Bug 1866399 - must-gather pod retry interval (10 minutes) doesn't make sense
Summary: must-gather pod retry interval (10 minutes) doesn't make sense
Keywords:
Status: VERIFIED
Alias: None
Product: OpenShift Container Platform
Classification: Red Hat
Component: oc
Version: 4.5
Hardware: Unspecified
OS: Unspecified
low
low
Target Milestone: ---
: 4.6.0
Assignee: Sally
QA Contact: RamaKasturi
URL:
Whiteboard:
Depends On:
Blocks: 1859972
TreeView+ depends on / blocked
 
Reported: 2020-08-05 13:49 UTC by Yossi Segev
Modified: 2020-09-04 12:24 UTC (History)
8 users (show)

Fixed In Version:
Doc Type: If docs needed, set a value
Doc Text:
Clone Of:
Environment:
Last Closed: 2020-08-11 10:44:28 UTC
Target Upstream Version:


Attachments (Terms of Use)


Links
System ID Priority Status Summary Last Updated
Github openshift oc pull 527 None closed Bug 1866399: Shorten retry interval in must-gather 2020-09-22 18:08:39 UTC
Github openshift oc pull 545 None closed Bug 1866399: lessen retries in must-gather 2020-09-22 18:08:39 UTC

Description Yossi Segev 2020-08-05 13:49:47 UTC
Description of problem:
The must-gather and its pod are currently handled (in code) this way:
- The pod's init interval (i.e. interval for checking if the must-gather init container is in Running state) is 10 minutes
- The pod's timeout (timeout for the must-gather pod to be running) is 1 minute
And this setup makes no sense - the init interval should be smaller and more reasonable - something like 5 seconds.
This way every 5 seconds interval the init container will be sampled, and within 1 minute - both the init container is expected to finish, and the entire pod (the pod's copy container, to be exact) is expected to run.

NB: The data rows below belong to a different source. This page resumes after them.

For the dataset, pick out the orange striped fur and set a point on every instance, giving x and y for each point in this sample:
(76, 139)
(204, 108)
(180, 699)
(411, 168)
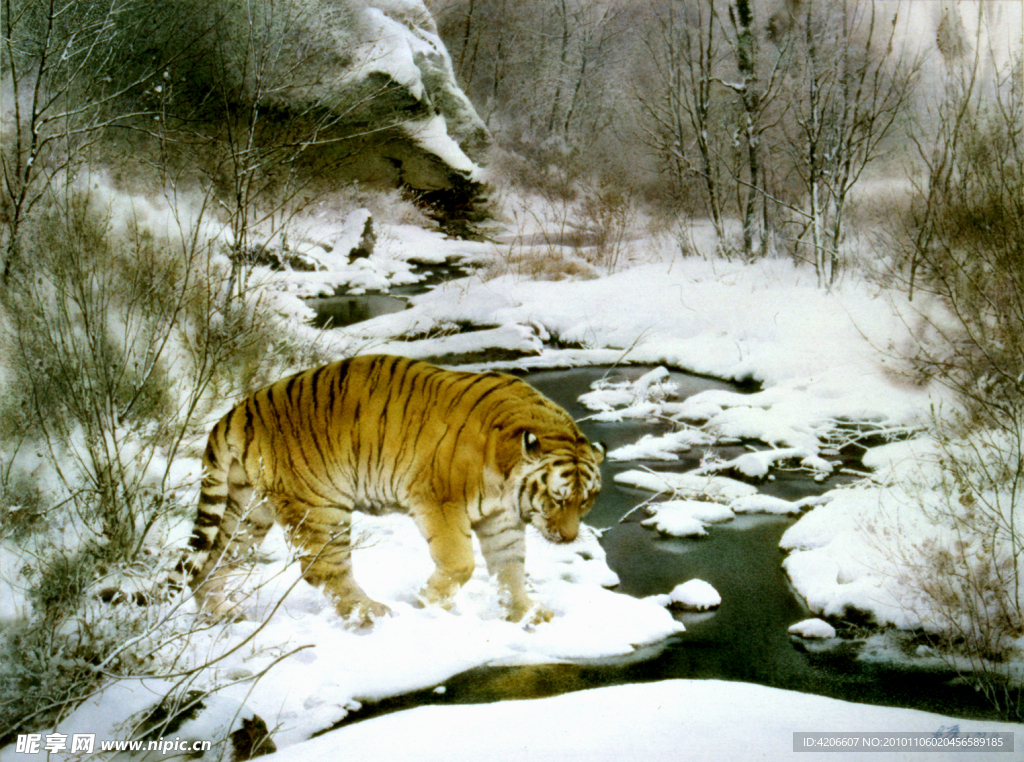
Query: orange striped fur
(461, 453)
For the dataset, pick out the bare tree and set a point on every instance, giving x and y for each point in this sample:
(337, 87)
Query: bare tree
(683, 112)
(850, 82)
(58, 92)
(758, 87)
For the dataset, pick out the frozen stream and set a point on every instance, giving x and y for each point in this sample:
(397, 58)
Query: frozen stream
(744, 639)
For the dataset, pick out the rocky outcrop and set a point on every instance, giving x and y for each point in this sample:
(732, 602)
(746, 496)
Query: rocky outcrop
(367, 86)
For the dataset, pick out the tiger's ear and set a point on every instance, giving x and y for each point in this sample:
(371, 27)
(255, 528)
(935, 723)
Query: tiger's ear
(530, 445)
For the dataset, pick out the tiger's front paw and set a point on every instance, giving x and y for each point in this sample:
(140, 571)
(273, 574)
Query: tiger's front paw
(528, 612)
(363, 614)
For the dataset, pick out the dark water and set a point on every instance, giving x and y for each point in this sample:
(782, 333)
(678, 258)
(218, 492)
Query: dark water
(343, 308)
(744, 639)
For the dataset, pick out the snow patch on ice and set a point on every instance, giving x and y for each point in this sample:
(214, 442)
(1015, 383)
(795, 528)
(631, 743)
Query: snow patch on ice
(813, 629)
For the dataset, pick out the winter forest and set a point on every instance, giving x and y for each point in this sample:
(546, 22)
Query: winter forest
(769, 252)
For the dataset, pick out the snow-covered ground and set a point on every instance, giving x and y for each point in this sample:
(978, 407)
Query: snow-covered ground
(823, 361)
(670, 720)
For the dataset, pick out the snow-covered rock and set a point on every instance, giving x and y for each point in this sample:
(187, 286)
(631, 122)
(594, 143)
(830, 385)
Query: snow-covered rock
(685, 517)
(695, 595)
(813, 629)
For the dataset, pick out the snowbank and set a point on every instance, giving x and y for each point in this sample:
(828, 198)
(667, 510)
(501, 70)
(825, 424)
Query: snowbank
(416, 647)
(671, 720)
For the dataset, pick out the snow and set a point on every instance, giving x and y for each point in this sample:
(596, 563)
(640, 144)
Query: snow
(685, 517)
(694, 595)
(321, 685)
(669, 720)
(821, 360)
(813, 629)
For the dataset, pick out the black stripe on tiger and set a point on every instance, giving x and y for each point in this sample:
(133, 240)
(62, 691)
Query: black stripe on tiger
(462, 453)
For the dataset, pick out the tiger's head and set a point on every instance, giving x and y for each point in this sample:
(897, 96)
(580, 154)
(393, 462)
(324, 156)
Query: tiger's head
(559, 483)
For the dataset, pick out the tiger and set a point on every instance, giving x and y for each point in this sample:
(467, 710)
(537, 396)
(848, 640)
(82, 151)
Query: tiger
(462, 453)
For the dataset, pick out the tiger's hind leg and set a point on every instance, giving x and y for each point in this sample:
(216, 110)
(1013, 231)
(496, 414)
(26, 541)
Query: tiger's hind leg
(324, 536)
(243, 525)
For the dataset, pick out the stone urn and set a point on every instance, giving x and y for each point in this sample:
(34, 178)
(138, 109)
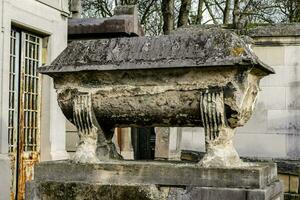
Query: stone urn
(192, 78)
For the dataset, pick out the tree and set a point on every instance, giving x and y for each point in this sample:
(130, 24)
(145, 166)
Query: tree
(183, 17)
(167, 8)
(290, 10)
(161, 16)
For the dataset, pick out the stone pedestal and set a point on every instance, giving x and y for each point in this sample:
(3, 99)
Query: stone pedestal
(152, 180)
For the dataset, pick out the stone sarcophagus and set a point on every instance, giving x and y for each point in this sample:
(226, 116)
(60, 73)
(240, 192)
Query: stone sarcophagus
(202, 78)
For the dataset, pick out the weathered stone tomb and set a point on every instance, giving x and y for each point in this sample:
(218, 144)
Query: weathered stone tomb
(198, 77)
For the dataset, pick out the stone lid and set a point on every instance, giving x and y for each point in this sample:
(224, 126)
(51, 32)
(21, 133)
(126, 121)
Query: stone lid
(123, 23)
(212, 47)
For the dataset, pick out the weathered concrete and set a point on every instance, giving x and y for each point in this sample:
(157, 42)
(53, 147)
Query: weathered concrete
(153, 181)
(74, 190)
(103, 84)
(161, 173)
(124, 23)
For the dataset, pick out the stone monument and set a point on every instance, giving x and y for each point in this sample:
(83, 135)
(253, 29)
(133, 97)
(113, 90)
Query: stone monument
(195, 77)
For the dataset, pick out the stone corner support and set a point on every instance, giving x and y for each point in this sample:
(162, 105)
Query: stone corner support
(93, 145)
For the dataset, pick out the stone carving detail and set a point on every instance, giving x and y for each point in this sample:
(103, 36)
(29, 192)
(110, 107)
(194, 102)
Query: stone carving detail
(94, 145)
(210, 79)
(218, 135)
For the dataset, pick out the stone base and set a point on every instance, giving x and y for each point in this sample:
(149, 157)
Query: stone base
(65, 191)
(131, 180)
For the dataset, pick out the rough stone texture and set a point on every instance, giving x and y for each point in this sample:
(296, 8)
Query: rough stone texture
(161, 173)
(123, 23)
(151, 180)
(73, 190)
(205, 78)
(200, 48)
(274, 30)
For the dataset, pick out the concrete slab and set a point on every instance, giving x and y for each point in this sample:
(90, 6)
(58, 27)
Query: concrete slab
(159, 173)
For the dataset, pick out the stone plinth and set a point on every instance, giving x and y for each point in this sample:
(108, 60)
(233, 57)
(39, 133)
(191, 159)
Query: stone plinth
(153, 180)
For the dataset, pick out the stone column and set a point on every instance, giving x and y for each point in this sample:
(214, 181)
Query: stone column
(127, 150)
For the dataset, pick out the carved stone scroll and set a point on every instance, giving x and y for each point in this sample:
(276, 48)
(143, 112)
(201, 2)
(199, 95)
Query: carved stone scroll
(218, 135)
(93, 145)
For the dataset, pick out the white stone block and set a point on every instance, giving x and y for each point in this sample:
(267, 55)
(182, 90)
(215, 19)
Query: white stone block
(283, 121)
(292, 57)
(193, 139)
(261, 145)
(272, 98)
(293, 96)
(280, 78)
(271, 55)
(293, 146)
(258, 122)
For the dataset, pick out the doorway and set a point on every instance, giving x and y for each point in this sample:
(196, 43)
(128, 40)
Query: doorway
(23, 108)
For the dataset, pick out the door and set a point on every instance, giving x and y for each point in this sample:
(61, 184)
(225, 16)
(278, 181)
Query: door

Version-Release number of selected component (if applicable):
$ oc version
Client Version: 4.5.0-rc.1
Server Version: 4.5.0-rc.5
Kubernetes Version: v1.18.3+f291db1


How reproducible:
This bug is not always seen, but when it is - the must-gather ends with EOF exception, and there's no output directory created.


Steps to Reproduce:
1. Run a simple must-gather action, e.g.:
$ oc adm must-gather --image=registry-proxy.engineering.redhat.com/rh-osbs/container-native-virtualization-cnv-must-gather-rhel8:v2.4.0 --dest-dir=/home/cnv-qe-jenkins/yossi/mg


Actual results:
It's environment dependent, but when the pod init time is too long - must-gather fails with EOF exception, and no data is collected.


Expected results:
Pod init interval should have a reasonable, much shorter value, to decrease the chance of must-gather to fail on timeout.


Additional info:
This was found when using a CNV (Openshift Virtualization) must-gather image, but was debugged (in bz#1859972), and found to be an issue that stems from the must-gather pod init retry interval, which is set and implemented in OCP.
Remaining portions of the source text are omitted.